A generic class parameter in a C++ template can be straightforwardly translated into Java by turning it into a parameter of type Object, the root of the Java class hierarchy. However this translation is only approximate since the Java class types are reference types [18] as explained below.

• A C++ generic class parameter can be instantiated to a primitive type such as int, char, etc, as well as a class type, while, in Java, only the latter can be simulated. To instantiate a generic class parameter to a primitive type, Java requires the primtive type to be objectified using the corresponding wrapper class such as Integer, Character, Boolean, etc. Because these wrapper classes implement immutable objects, their use does not impact the semantics of assignment, the parameter passing mechanism, and the interpretation of final variables: for immutable objects these operations notice no difference between ``copy semantics'' vs ``reference semantics'', ``call by value'' vs ``call by reference'', and ``immutable variable'' vs ``immutable reference to immutable object''. However, equality is not captured well by the translation: whereas 1 == 1 is true, new Integer(1) == new Integer(1) is false. Here the difference between ``value semantics'' vs ``reference semantics'' can only be concealed if we use the (value based) equals() method instead of ``==''.

• Simulation of instantiation of a generic class parameter with a class type (as opposed to a primitive type) is also convoluted.
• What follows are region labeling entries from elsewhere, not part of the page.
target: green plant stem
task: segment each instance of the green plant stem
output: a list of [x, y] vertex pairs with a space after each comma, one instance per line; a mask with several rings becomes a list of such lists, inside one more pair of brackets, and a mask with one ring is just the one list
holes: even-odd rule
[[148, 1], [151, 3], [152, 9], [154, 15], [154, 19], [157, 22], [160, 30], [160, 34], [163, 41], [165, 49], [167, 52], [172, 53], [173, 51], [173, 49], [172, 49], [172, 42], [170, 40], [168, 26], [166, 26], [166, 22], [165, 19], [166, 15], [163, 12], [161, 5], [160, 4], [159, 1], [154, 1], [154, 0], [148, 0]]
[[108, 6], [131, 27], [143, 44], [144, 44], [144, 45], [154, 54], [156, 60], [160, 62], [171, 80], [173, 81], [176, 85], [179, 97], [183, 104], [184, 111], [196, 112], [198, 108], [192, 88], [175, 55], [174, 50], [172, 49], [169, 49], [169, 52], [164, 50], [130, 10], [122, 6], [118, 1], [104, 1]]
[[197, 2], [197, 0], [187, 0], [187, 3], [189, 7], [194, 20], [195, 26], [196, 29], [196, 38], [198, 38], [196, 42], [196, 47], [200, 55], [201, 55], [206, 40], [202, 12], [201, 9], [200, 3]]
For instance, to guarantee type safety, Java requires explicit type casts in expressions that use functions returning values of the generic parameter type. (Observe that, in the Java translation, such functions have a return type Object.) Consider the following template:

    template <class T>
  	  class Ccpp {
              private:      T t;
              public:
                Ccpp (T x) {  t = x; }
                 T f(T x)  {   return t;  }
     }
  

  and a first approximation to it in Java:

  	  class Cjava {
                private Object t;
                public Cjava (Object x) {
                  t = x;
                }
                public Object f(Object x) {
                   return t;
                }
                public static void main (String[] args) {
                      Integer io   =   new Integer(5);
                      Cjava c      =   new Cjava(io); 
                      Integer jo   =   (Integer) c.f(io);
                }
    }
  

  In the above Java translation, the method f is not restricted to Integer argument. To impose the necessary type constraint, one can use inheritance and redefinition. However, to override a parent method in a subclass CIntjava, Java requires that the signature of the overriding method be the same as that of the corresponding parent method. (Otherwise, the new definition is treated as a valid overload.) So extra type checking code is needed to preserve the behavior. Observe also that an instance of CIntjava can be assigned to a variable of type Cjava.
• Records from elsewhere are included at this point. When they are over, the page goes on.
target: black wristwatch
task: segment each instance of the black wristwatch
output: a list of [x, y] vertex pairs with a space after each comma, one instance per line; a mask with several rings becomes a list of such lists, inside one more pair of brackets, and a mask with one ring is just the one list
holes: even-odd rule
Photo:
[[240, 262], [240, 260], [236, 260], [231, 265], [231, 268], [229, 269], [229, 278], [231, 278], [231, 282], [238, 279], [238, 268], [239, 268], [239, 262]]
  Even though the subclass has ``method-stubs'' of the order of the number of methods in the parent class, it does not require duplication of method bodies.

        class CIntjava extends Cjava {
                public CIntjava (Integer x) {
                  super(x);
                }
                public Object f(Object x) {
                   if (x instanceof Integer) {
                          return super.f(x);
                   } else return null;  /* "Erroneous Call" */
                }
        }
  

  This approach resembles homogeneous translation of Pizza's polymorphism into Java [29].
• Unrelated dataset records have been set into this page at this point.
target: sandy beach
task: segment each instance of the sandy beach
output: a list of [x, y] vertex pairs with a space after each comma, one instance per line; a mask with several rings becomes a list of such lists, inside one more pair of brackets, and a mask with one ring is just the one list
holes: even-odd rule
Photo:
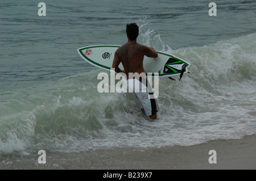
[[[82, 153], [46, 152], [46, 163], [37, 154], [2, 158], [1, 169], [28, 170], [176, 170], [255, 169], [256, 136], [240, 140], [216, 140], [192, 146], [120, 148]], [[216, 151], [216, 163], [209, 163], [209, 151]], [[3, 158], [4, 160], [3, 160]]]

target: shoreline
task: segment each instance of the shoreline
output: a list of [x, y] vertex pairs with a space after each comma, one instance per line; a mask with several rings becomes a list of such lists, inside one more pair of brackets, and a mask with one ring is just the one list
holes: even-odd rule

  Alternatively, one can change the signature of the method f in CIntjava to accept and return only Integer objects. This can be accomplished using composition and forwarding. Unfortunately, all this can clutter up the code and introduce run-time overheads.

  	  class CIntjava {
              protected Cjava c;
              public  CIntjava (Integer x) {
                  c = new Cjava(x);
              }
              public  Integer f(Integer x) {
                    return (Integer) c.f(x);
             }
           }
  

  Observe that Java does not permit covariant typing of Eiffel [27] where a parent method can be overridden in the subclass using a method whose signature is more ``restrictive'' than the corresponding parent method. Observe also that Pizza's support for parameteric polymorphism improves readability, but has similar overheads due to translation into Java [29].

Refer to the Java utility classes such as java.util.Vector, java.util.Stack,
[4] java.util.Hashtable, etc for more examples.